When your child has a tantrum, it’s a stressful moment for everyone involved. When the tantrum happens in public, it can be a nightmare for a parent. How can you handle this sudden uncontrolled outburst quickly and effectively? By keeping your head, and following a few simple steps.
- Assess the situation so that you can make a plan. The first thing to do is determine the cause of the meltdown. Is it a battle of wills over a toy or treat? Does your child have trouble with transitions? Decide how you’re going to handle the current crisis, but make a mental note of factors that might help you prevent being in this situation in the future.
- Plan to prevent tantrums from happening in the first place. Keeping children on a regular schedule for sleeping and eating, easing transitions by giving advance notice and creating little rituals, and avoiding situations where tantrums are likely can help stop them before they begin.
- Don’t try to make it a teachable moment . When a tantrum does occur, it’s not the time to try and teach a lesson. Once everyone is calm, cool, and collected, you can have a conversation about better ways to handle frustration.

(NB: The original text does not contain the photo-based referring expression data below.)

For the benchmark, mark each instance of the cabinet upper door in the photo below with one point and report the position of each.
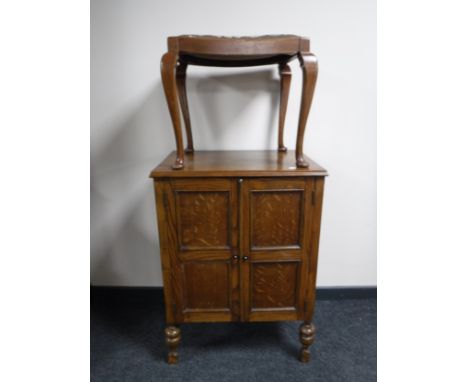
(275, 226)
(204, 237)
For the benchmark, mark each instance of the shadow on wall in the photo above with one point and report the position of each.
(124, 242)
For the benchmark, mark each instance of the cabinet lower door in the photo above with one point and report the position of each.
(274, 260)
(205, 276)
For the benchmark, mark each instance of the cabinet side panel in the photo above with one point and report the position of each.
(317, 184)
(164, 245)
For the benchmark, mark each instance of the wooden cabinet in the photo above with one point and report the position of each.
(239, 235)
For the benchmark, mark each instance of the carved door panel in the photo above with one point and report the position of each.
(204, 237)
(273, 248)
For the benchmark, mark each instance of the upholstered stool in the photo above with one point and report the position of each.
(235, 52)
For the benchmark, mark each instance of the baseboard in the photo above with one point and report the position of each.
(323, 293)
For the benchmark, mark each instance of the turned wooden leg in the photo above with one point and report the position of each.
(181, 75)
(168, 75)
(172, 341)
(285, 74)
(307, 336)
(309, 76)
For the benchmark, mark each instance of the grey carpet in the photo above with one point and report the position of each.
(127, 344)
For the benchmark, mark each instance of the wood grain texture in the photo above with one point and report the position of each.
(231, 52)
(307, 337)
(207, 286)
(203, 219)
(285, 84)
(168, 76)
(181, 74)
(172, 341)
(275, 218)
(273, 285)
(309, 77)
(239, 248)
(264, 163)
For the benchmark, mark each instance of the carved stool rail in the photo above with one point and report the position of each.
(236, 52)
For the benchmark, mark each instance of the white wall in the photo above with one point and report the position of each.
(131, 130)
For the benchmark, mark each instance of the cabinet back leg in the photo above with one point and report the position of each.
(307, 336)
(172, 342)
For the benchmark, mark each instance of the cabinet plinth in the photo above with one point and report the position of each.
(239, 234)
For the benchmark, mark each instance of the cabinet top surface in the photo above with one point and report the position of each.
(237, 163)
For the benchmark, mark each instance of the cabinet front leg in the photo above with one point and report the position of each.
(172, 341)
(307, 336)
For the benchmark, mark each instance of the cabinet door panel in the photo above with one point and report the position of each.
(274, 266)
(205, 239)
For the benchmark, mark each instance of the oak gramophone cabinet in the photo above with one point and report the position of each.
(239, 230)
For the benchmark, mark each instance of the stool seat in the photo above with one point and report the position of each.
(237, 51)
(225, 51)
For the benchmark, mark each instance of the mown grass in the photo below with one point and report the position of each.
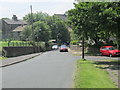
(88, 76)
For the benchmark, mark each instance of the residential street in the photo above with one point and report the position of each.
(49, 70)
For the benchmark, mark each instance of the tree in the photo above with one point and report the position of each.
(42, 31)
(57, 27)
(38, 16)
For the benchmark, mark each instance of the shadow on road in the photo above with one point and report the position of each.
(113, 65)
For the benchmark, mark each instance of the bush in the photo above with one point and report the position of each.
(75, 42)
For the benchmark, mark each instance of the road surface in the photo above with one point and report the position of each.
(52, 69)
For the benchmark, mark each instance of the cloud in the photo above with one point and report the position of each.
(36, 1)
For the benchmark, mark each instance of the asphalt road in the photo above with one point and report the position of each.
(52, 69)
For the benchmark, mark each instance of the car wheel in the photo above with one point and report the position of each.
(110, 55)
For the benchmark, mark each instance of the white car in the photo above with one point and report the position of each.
(55, 47)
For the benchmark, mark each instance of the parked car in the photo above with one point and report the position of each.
(55, 47)
(63, 48)
(109, 50)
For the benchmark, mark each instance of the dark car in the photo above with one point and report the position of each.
(109, 50)
(54, 47)
(63, 48)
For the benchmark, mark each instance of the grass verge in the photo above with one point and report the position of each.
(88, 76)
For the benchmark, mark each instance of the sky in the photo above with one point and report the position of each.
(8, 8)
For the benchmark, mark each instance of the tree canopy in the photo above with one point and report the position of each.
(98, 21)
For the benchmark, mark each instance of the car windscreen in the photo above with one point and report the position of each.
(112, 48)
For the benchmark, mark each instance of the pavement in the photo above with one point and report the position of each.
(18, 59)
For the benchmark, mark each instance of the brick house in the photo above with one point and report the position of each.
(11, 28)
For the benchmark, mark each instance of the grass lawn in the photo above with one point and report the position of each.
(88, 76)
(1, 58)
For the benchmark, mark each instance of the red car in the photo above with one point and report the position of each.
(109, 50)
(63, 48)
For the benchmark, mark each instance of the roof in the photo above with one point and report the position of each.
(15, 22)
(19, 28)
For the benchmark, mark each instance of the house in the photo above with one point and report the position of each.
(11, 28)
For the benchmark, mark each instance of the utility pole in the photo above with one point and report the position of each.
(31, 17)
(83, 47)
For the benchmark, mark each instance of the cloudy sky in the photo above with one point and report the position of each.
(22, 7)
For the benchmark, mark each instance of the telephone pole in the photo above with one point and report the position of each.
(32, 21)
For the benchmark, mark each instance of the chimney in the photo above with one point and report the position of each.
(14, 18)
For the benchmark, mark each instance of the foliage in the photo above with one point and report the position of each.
(26, 34)
(47, 27)
(75, 42)
(97, 21)
(41, 32)
(39, 16)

- If it happens in public, take it somewhere else. One of the best ways to stop a tantrum in its tracks is to be prepared to abruptly change course yourself. You’re strolling through the store, and your child melts down? Scoop up your little one and walk out of the store. You’re in the middle of a meal at a restaurant and suddenly your kid is making a scene? A quick trip to the restroom may be in order. Sometimes, just removing the child from the situation is enough of a surprise to stop the tantrum. If not, be prepared to stand outside, wait in the car, or stay in the restroom until the situation is under control.
- Don’t negotiate with terrorists- or toddlers in a tantrum . It is imperative that you do not give in to a toddler who is throwing a tantrum. If you do, the message you send will be that meltdowns are effective, and a great way to “win”. Instead, ignore the child if possible, or speak so quietly that he or she has to stop making noise in order to hear you.
- Keep calm and carry on. Think about this: a toddler in meltdown mode is out of control, and that can be a scary feeling. If you can remain calm, you’re not only modeling good behavior, but also letting your child know that you’re in control.